Ich raste mit dem Auto ins Spital und stürmte die Treppen hinauf. Durch die offene Tür betrat ich das Krankenzimmer. Die Ärzte des Reanimationsteams waren gerade dabei, sich zurückzuziehen. Lederer lag blass im Bett, ein Tubus ragte aus seinem Mund, Schläuche führten zu einem Beatmungsgerät, das Schockgerät stand daneben. Mindestens acht Personen waren im Raum. Ich trat zu ihm und berührte ihn, sein Körper war noch warm. Im Raum herrschte totales Chaos, es sah wie ein Schlachtfeld aus, Schläuche, Tupfer, Injektionsspritzen lagen am Boden.

Der Anästhesist sagte zu mir: „Als wir zu ihm gerufen wurden, war er bereits tot. Seine Pupillen waren weit. Wir haben alles versucht.“

„Verfassen Sie bitte ein Protokoll und führen Sie alle Medikamente an, die Sie ihm gegeben haben.“

„Mach ich, selbstverständlich.“

Das Reanimationsteam räumte die Apparate aus dem Krankenzimmer. Ich ersuchte sie, alle Anschlüsse, die zum Patienten führten, zu belassen, ebenso die noch angeschlossene Infusion, dann ging ich ins Schwesternzimmer. Die diensthabende Schwester saß völlig gebrochen vor einer Tasse Kaffee.

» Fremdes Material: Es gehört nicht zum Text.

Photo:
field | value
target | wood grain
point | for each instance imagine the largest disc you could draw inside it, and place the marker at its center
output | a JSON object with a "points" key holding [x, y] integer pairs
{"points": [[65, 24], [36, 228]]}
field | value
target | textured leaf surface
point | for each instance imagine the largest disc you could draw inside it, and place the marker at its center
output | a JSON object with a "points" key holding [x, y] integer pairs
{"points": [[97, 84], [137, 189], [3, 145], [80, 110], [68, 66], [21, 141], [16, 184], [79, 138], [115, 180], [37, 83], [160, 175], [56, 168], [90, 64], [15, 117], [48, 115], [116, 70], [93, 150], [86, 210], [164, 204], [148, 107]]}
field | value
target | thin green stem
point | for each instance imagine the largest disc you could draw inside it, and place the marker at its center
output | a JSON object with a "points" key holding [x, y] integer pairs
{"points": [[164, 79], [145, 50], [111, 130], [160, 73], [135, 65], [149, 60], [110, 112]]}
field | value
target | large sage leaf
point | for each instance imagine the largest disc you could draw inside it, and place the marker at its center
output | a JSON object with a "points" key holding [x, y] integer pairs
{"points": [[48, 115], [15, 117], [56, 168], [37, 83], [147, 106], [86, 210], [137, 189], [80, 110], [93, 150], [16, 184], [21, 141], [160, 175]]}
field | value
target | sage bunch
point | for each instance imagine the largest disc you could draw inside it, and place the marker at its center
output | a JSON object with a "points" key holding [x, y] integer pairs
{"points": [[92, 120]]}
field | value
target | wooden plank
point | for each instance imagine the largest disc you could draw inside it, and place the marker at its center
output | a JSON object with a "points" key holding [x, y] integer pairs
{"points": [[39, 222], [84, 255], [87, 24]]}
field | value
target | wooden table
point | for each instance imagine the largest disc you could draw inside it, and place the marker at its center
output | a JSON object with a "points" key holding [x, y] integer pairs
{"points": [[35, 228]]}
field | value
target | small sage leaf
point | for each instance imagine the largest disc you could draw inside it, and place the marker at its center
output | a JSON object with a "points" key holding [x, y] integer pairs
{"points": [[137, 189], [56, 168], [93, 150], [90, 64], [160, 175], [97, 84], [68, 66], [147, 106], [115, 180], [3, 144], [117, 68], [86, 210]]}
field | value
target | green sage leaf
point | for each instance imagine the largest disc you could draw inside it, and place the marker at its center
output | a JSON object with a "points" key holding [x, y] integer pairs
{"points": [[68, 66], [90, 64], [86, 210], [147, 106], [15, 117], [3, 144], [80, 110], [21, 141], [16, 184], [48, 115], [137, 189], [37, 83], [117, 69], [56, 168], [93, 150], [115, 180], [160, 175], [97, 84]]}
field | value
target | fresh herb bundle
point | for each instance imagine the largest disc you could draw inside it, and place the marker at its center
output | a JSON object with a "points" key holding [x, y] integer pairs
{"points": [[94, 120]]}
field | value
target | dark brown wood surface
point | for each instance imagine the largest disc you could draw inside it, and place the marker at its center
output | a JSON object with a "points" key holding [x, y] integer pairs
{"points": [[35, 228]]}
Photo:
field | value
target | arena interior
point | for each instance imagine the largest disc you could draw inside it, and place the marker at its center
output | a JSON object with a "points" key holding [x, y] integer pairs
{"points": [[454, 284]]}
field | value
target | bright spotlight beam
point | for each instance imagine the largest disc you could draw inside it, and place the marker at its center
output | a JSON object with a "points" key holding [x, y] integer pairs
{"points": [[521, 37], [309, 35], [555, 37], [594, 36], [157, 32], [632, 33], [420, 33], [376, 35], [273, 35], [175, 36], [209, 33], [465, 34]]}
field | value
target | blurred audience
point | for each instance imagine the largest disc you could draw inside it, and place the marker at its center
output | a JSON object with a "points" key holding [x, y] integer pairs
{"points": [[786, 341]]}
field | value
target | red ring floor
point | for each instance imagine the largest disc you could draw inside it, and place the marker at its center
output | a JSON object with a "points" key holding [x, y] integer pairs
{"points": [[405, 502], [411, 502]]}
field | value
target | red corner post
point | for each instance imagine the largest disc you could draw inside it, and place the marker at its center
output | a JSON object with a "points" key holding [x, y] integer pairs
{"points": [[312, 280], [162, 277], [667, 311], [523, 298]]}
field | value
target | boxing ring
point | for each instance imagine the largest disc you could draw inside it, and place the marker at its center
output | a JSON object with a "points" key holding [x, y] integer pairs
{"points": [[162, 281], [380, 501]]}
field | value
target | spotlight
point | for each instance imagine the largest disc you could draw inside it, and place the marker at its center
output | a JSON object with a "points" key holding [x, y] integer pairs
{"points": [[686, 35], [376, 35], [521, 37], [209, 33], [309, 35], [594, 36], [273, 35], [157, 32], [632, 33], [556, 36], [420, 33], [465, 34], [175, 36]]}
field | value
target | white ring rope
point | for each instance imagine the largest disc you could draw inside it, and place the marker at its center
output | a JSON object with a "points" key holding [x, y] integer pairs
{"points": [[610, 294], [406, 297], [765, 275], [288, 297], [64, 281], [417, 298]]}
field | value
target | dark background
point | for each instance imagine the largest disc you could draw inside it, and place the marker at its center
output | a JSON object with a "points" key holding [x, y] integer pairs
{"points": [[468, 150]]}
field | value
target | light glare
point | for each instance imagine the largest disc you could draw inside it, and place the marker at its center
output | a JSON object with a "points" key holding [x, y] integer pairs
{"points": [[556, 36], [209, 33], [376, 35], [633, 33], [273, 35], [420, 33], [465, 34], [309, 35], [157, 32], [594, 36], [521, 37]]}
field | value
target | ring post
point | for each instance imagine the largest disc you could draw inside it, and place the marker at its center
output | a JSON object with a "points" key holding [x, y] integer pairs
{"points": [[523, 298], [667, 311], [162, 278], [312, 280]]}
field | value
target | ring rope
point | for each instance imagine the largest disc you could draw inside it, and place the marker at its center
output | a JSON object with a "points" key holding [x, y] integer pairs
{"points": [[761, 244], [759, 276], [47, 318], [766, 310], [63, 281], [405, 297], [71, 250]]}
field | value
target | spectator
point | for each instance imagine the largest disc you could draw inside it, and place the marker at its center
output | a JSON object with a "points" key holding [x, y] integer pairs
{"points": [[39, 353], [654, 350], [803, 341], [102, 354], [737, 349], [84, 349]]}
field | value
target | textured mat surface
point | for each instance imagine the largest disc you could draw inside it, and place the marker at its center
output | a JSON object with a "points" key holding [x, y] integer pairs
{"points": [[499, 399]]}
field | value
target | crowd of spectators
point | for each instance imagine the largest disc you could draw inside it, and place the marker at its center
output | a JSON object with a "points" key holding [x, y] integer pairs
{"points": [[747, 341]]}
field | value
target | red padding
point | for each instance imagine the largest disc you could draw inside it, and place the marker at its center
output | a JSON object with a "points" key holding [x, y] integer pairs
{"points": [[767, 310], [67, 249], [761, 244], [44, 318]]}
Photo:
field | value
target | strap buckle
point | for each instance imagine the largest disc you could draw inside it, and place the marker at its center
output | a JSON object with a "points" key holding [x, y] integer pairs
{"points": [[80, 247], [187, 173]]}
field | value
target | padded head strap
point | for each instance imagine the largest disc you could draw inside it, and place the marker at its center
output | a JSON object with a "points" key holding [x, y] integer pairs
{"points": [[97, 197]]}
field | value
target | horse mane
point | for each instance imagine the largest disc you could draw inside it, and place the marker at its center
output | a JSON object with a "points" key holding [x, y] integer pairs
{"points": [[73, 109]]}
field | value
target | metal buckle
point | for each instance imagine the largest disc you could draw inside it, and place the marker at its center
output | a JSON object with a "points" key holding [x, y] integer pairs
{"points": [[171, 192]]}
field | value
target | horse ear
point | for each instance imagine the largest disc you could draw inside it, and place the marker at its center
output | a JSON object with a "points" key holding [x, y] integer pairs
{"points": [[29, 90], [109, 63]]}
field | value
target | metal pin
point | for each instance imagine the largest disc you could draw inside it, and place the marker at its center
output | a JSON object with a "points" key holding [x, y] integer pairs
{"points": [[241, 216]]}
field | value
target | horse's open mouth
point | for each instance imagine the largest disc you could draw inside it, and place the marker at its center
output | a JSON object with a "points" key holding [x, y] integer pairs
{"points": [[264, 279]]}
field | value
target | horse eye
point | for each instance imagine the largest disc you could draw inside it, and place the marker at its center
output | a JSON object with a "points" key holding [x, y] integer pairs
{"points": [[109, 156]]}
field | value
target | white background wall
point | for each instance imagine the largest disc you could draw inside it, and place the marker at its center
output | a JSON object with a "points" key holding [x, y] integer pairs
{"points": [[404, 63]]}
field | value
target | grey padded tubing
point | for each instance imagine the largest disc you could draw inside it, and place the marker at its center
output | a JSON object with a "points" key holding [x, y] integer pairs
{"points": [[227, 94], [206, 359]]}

„Wie ist es passiert?“, fragte ich sie.

„Seine Frau hat ihn besucht, sie sind am Gang auf und ab spaziert. Dann ist sie gegangen. Er kam zu mir und meinte, es wäre jetzt so weit und ich könne ihm nun seine Infusion geben. Er hätte das Antibiotikum eigentlich schon früher bekommen sollen, es stand schon auf seinem Nachttisch, aber er wollte mit seiner Frau noch etwas Bewegung machen. Wir gingen dann zusammen in sein Zimmer, er legte sich ins Bett, ich schloss die Infusion an der liegenden Leitung an und verließ das Zimmer. Zehn Minuten später hat er geläutet, ich bin sofort zu ihm, aber da war er bereits blau im Gesicht. Ich habe um Hilfe gerufen und versucht, ihn Mund zu Mund zu beatmen. Der Stationsarzt ist sofort gekommen und hat die Reanimation eingeleitet. Ich glaube, innerhalb von fünf Minuten war das ganze Reanimationsteam da.“

Sie schluchzte und begann zu weinen.

Ich tröstete sie, so gut es ging: „Sie trifft keine Schuld, Sie haben rasch und umsichtig gehandelt.“

Dann nahm ich die Krankenblätter in die Hand. ­Alles war korrekt. Ich würde seine Frau anrufen müssen, das war ich ihr schuldig. Ihre Handynummer war in der Krankenakte vermerkt. Ich erreichte sie sofort. Sie meldete sich atemlos, als ob sie etwas ahnte.